D’une part, on va manger un peu plus de solide. Outre les tuc / chips / carrés de chocolat habituels, je choisi de prendre du riz avec du jambon et du fromage, un riz au lait. Accompagné de mon verre de coca habituel, je sors les couverts en bois de compet’ ;). Bon l’appétit n’est pas exceptionnel, mais en comparaison d’autres courses, et notamment le GT2V, ça passe plutôt bien. J’avais pris des abricots aussi, mais finalement je ne les ai pas mangés. Je considère que sur du long, il faut se « forcer » à manger, mais dans une certaine mesure. Si d’autres aliments sont passés, rien ne sert de trop en rajouter. Le riz au lait passe tip top. En mangeant j’envoie un petit message à ma femme. Elle me répond, alors qu’il est minuit. Dors, « tout va bien » !
Après avoir redonné ma barquette, 2e étape, on remplit de nouveau la poche à bloc. Je prends un des sachets Maurten que j’avais pris, en 5 minutes l’affaire est entendue. Finalement, je serais resté 20 minutes. A noter qu’à ce moment, je décide aussi de changer ma casquette par un tour de cou en mode casquette. Afin d’avoir quelque chose de plus sec sur la tête.
Je repars direction le prochain ravito. Première difficulté juste après le ravito, les marches pour passer au-dessus de la rivière du Bono. Merci !

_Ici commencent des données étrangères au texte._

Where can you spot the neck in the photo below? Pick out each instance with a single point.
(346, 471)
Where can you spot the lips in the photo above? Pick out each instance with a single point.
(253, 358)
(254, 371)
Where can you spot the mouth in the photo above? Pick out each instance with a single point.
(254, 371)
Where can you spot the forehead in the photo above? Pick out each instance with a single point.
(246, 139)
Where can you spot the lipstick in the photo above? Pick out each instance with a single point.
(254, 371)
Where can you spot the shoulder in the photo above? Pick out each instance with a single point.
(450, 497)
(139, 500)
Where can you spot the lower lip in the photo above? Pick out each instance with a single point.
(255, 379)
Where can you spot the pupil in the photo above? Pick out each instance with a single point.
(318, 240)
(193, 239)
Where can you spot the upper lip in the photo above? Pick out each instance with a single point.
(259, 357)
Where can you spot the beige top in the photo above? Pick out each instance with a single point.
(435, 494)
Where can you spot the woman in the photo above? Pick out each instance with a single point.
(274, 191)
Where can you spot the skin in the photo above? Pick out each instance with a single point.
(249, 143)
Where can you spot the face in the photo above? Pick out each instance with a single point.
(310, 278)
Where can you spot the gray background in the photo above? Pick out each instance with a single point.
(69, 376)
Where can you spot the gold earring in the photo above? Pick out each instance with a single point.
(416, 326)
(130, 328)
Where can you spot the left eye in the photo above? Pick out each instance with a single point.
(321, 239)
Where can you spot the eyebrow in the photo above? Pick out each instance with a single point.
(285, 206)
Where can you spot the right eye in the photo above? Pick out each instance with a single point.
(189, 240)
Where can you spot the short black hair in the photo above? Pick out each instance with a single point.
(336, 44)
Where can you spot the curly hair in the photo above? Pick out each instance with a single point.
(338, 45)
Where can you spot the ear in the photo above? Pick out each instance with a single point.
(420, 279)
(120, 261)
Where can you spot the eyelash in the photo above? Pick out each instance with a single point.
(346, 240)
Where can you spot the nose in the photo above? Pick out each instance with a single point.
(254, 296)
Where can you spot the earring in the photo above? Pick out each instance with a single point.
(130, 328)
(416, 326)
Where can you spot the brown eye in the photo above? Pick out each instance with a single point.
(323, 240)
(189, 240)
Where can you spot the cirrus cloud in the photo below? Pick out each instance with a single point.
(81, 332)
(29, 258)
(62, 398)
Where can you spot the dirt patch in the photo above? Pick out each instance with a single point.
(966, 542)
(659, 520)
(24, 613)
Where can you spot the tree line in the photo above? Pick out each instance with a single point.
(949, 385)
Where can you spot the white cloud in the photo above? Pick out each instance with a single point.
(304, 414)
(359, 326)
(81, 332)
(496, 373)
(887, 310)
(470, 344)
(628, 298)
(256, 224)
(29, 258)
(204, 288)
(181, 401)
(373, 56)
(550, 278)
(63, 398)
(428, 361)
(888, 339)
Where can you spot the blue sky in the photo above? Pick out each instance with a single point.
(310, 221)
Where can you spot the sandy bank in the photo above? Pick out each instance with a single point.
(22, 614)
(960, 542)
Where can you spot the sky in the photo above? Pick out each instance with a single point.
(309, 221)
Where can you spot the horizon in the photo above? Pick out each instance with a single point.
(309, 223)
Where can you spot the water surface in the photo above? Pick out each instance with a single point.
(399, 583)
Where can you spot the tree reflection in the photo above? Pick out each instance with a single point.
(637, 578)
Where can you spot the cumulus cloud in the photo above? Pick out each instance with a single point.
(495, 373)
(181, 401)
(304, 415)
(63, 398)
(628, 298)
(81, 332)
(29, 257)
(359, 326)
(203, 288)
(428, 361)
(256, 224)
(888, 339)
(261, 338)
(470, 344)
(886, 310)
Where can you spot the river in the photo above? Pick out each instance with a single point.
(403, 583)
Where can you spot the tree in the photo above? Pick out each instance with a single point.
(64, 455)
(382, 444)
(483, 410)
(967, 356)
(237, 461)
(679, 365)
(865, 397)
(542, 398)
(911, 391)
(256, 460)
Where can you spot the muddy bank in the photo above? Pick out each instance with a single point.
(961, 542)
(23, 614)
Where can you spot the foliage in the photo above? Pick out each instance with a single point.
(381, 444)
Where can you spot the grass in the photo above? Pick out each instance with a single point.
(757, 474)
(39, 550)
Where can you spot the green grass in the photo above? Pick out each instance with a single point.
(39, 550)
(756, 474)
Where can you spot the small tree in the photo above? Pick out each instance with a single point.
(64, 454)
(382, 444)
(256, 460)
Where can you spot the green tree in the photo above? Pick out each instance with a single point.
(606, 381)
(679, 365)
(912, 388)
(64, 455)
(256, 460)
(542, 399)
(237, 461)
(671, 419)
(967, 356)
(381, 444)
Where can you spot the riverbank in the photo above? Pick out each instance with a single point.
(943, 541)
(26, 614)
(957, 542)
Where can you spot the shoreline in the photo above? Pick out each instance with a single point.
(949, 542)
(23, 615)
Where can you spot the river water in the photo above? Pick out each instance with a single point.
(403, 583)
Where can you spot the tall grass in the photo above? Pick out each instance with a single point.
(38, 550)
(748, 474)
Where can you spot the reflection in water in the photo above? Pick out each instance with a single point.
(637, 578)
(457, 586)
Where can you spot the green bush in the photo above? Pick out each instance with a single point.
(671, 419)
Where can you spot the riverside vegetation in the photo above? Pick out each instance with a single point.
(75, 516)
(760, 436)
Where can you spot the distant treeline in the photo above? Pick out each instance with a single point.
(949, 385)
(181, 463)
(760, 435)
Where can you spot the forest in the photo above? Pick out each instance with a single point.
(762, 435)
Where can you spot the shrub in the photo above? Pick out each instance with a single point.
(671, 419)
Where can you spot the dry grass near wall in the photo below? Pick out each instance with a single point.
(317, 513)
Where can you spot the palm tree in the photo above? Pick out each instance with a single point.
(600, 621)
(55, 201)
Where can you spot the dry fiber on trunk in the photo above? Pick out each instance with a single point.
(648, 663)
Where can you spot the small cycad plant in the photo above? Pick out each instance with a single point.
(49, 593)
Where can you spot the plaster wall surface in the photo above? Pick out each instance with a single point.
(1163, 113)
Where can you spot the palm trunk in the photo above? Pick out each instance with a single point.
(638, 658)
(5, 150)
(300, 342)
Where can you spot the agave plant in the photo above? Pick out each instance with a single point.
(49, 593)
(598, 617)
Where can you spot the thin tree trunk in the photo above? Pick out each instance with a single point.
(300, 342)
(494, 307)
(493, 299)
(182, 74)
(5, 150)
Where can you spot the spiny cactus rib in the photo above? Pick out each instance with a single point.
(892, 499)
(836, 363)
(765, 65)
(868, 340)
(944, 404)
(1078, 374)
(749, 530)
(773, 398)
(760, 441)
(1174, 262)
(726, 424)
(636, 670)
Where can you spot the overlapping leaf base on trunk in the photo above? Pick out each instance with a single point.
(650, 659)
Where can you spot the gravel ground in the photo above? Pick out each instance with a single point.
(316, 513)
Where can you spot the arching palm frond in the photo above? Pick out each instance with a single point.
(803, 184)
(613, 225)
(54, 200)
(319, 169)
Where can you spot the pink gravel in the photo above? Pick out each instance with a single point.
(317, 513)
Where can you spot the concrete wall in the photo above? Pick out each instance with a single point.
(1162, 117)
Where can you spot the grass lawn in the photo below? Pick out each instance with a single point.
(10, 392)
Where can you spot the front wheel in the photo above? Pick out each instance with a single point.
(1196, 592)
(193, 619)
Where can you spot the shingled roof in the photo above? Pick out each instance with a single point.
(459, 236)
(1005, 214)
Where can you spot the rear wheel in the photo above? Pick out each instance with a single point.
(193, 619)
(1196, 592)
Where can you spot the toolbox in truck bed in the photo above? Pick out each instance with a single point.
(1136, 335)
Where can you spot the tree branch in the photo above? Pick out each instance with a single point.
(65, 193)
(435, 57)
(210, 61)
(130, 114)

Le rythme après cette pause prolongée revient doucement, en qq kms. Mais en arrivant sur Auray, on se tape une p***** de montée, Merci bis !!
On sort d’Auray, et la arrive le premier coup de mou, vers le 58-59e km. Pas d’explication, mais en quelques centaines de mètres, je vois que ça cloche, limite pas bien. Je ne me pose pas de questions : je marche, et j’enfile une demie pâte de fruit. Je dois bien marcher 1 km non-stop, alors que c’est plat, mais pas grave.
Je repars … et ça repars ! Tellement bien que je cours non-stop jusqu’au stade de Crac’h. Next !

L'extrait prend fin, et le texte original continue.